Parmi les formations universitaires, la plus demandée demeure celle de droit (16%), suivie par la nouvelle formation Pass (portail d'accès aux études de santé) qui a recueilli 11% des voeux, les licences du secteur économie-gestion (8%), celle de psychologie (8%), et celle de STAPS (sciences et techniques des activités physiques et sportives : 7%). Loin derrière dans l'ordre des choix : celles d'AES, de langues, sciences, mathématiques, lettres modernes....
4. Une trop forte proportion de candidats ne demandent qu' une ou deux filières de formation supérieure :
Malgré les nombreuses incitations émanant des personnels qui, dans les lycées, sont en charge d'accompagner les familles en matière d'orientation (professeurs principaux et autres personnels d'enseignement, psychologues de l'Education nationale et conseillers d'orientation divers, membres de l'équipe de Direction ...), plus de la moitié des lycéens (57%) n'expriment sur Parcoursup qu'un ou deux voeux et ils sont 29% à n'exprimer qu'un seul vœu ! Malgré une forte diminution du nombre de ceux qui n'expriment qu'un ou deux voeux par rapport à l'an dernier (en 2019, ils étaient 66% dans ce cas), ce chiffre est considéré comme étant encore trop élevé car il fait courir des risques importants et évitables à certains candidats.

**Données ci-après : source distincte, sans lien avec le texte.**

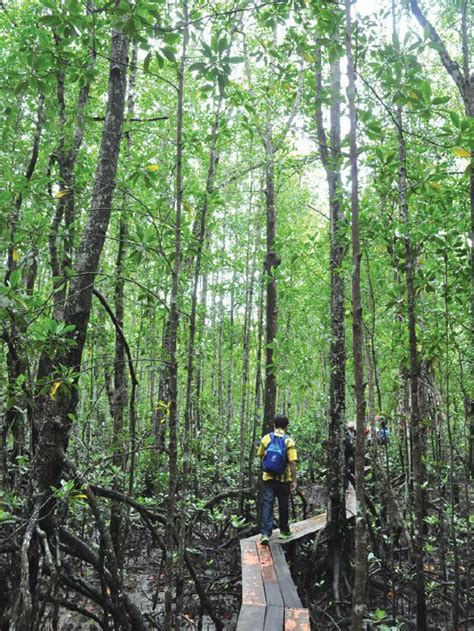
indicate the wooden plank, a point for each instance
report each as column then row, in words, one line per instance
column 274, row 619
column 287, row 587
column 251, row 617
column 270, row 581
column 298, row 530
column 297, row 620
column 253, row 592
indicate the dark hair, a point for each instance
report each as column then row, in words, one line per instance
column 281, row 422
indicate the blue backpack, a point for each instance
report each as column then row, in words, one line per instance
column 274, row 460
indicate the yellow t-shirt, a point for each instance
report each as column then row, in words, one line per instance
column 291, row 456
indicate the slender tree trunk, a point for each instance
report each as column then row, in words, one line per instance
column 120, row 390
column 53, row 413
column 244, row 416
column 331, row 159
column 463, row 77
column 173, row 338
column 271, row 263
column 359, row 597
column 415, row 418
column 13, row 332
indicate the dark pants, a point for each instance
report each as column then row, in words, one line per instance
column 280, row 490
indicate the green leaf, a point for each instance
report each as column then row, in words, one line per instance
column 169, row 53
column 379, row 614
column 198, row 67
column 441, row 100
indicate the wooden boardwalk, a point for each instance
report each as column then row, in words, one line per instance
column 270, row 601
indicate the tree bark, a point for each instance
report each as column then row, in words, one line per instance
column 54, row 413
column 415, row 416
column 169, row 622
column 359, row 597
column 331, row 158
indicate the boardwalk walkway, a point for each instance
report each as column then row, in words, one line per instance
column 270, row 601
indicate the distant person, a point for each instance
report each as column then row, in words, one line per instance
column 278, row 453
column 383, row 435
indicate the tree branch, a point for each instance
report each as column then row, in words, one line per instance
column 451, row 66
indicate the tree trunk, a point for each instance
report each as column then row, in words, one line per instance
column 359, row 597
column 331, row 159
column 53, row 412
column 173, row 343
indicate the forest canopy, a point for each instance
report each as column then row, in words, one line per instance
column 212, row 213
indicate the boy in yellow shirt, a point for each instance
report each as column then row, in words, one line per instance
column 278, row 453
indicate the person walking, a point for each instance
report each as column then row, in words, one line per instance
column 277, row 451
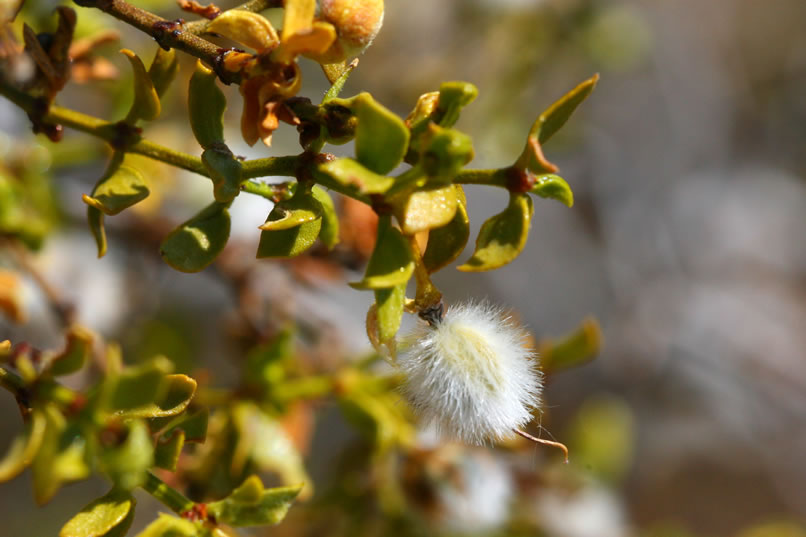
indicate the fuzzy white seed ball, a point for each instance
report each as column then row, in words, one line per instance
column 471, row 374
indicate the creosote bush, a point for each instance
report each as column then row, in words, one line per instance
column 470, row 368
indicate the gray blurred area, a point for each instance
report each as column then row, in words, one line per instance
column 687, row 239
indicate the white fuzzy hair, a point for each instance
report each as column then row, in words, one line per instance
column 471, row 374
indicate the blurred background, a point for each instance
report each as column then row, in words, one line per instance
column 686, row 242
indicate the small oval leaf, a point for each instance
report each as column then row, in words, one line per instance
column 446, row 243
column 553, row 187
column 303, row 213
column 329, row 234
column 195, row 244
column 111, row 511
column 146, row 103
column 350, row 173
column 389, row 304
column 225, row 172
column 206, row 105
column 503, row 236
column 391, row 263
column 121, row 187
column 252, row 505
column 381, row 138
column 426, row 209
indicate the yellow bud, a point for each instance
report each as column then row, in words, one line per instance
column 357, row 22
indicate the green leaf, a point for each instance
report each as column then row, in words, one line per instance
column 389, row 303
column 576, row 348
column 76, row 352
column 381, row 138
column 445, row 152
column 163, row 69
column 206, row 104
column 292, row 226
column 503, row 236
column 263, row 442
column 196, row 243
column 24, row 447
column 391, row 263
column 329, row 235
column 426, row 209
column 146, row 103
column 179, row 390
column 351, row 173
column 138, row 386
column 252, row 505
column 446, row 243
column 126, row 464
column 170, row 526
column 95, row 220
column 553, row 187
column 61, row 457
column 558, row 113
column 121, row 187
column 453, row 96
column 108, row 516
column 168, row 448
column 225, row 172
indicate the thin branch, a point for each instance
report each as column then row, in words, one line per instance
column 169, row 34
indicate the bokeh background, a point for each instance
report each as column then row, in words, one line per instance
column 686, row 242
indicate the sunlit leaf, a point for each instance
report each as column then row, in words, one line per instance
column 108, row 516
column 553, row 187
column 392, row 261
column 206, row 105
column 503, row 236
column 252, row 505
column 329, row 234
column 196, row 243
column 381, row 138
column 446, row 243
column 146, row 103
column 24, row 446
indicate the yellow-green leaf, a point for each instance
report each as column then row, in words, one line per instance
column 245, row 27
column 146, row 103
column 389, row 304
column 225, row 172
column 76, row 352
column 558, row 113
column 446, row 243
column 121, row 187
column 576, row 348
column 381, row 138
column 553, row 187
column 163, row 69
column 95, row 220
column 426, row 209
column 206, row 105
column 350, row 173
column 329, row 234
column 252, row 505
column 503, row 236
column 391, row 263
column 195, row 244
column 24, row 447
column 112, row 512
column 168, row 448
column 292, row 226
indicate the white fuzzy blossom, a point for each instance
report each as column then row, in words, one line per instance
column 472, row 374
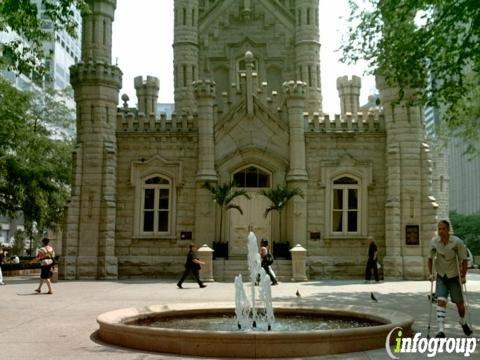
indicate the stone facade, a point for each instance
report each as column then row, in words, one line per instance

Rappelons que chaque candidat a le droit d'exprimer dix voeux, pouvant s'étendre à vingt en cas de "voeux multiples". Allonger sa liste de voeux est donc largement possible, et ne fait courir aucun risque aux candidats puisque chacune des formations demandées par un candidat est strictement tenue dans l'ignorance des autres voeux de ce même candidat. En outre, les lycéens recevront une réponse pour chacun des voeux exprimés, et en cas de multiples réponses "oui" ou "oui si", c'est au candidat qu'il appartient de choisir la proposition retenue.
Le risque, lorsqu'on n'exprime qu'un très petit nombre de voeux, et tout particulièrement lorsqu'une liste de voeux n'est composée que de formations sélectives ou universitaires à capacités d'accueil limitées, c'est de ne recevoir ensuite que des réponses négatives.
On a alors certes droit à une deuxième chance à l'occasion de la phase complémentaire, mais uniquement pour les formations qui disposent de places restées vacantes au terme de l'étape précédente. Il est clair que l'offre sera alors bien moins abondante qu'en début de la phase des réponses, y compris en ce qui concerne les formations non sélectives. Il en résulte que de nombreux candidats ne recevront dans ce cas qu'une ou des propositions d'affectation concernant des formations moins intéressantes que celles qui auraient pu leur être proposées lors de l'étape précédente s'ils avaient augmenté le nombre de leurs voeux. Certains candidats choisissent de ne demander qu'un tout petit nombre de formations sélectives, et se retrouvent ensuite sans aucune proposition. En 2019, ce fut le cas de 2% de l'ensemble, un peu plus de 12000 d'entre eux.
Il convient donc de renouveler avec encore plus d'insistance le conseil de ne pas prendre le risque de n'élaborer qu'une très courte liste de voeux, et en particulier de ne pas se limiter à une liste de formations sélectives.